3other Topcon cameras in my collection

 

Topcon PR II [1960]

 

Overview

The original Topcon PR was launched in 1959. There were two variations (the early and late) with largely cosmetic differences between them (e.g. silver lens barrel/black lens barrel, etc.). A year later, the PR specification was changed more significantly, and this model has become known as the PR II. The II appears to be a name adopted retrospectively, to differentiate between the 1959 and 1960 models, since the user manual for this later camera, and magazine advertisements of the time, refer to the 1960 model as the PR. Although the PR and PR II look very similar at first glance, the main differences (for the purposes of identification) are as follows.

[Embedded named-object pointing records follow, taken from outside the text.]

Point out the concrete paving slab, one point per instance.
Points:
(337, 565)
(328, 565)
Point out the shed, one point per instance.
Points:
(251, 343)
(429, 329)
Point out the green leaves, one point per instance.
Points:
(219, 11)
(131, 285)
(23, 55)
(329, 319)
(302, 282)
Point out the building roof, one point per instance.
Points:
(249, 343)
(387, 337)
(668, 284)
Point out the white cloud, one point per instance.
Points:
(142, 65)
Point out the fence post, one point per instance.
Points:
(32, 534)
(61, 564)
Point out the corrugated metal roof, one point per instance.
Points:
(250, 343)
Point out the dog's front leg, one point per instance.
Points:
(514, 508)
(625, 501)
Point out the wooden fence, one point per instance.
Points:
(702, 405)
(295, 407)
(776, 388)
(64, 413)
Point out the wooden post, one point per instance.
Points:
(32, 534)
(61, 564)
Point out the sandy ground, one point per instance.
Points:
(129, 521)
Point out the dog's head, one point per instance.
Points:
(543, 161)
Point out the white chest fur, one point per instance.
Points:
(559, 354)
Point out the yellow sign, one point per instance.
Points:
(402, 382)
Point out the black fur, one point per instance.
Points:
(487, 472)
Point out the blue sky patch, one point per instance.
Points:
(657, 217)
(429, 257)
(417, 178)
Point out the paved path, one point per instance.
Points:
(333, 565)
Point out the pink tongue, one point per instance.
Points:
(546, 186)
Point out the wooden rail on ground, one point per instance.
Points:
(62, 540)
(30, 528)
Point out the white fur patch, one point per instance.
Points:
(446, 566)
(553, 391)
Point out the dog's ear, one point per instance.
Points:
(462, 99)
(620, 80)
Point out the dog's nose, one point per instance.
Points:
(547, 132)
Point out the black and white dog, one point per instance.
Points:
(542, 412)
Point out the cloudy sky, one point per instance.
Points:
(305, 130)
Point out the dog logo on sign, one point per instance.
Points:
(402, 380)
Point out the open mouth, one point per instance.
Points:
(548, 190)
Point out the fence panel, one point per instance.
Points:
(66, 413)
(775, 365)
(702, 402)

  • The Citizen MV shutter was replaced by a Seikosha SLV.
  • The II gained a top plate exposure counter.
  • An EV scale was added to the underside of the aperture dial.
  • There was a change to the lens glass, but details are unclear.
  • Aesthetic changes included
    * the advance lever cap changing from silver to black (with a chrome ring);
    * the rewind knob colour similarly changed to black with a new film speed reminder dial at the base;
    * the PC socket moved from the front of the camera body to the lens barrel;
    * the focusing dial had handles added to it, and;
    * the film advance lever arm changed shape slightly.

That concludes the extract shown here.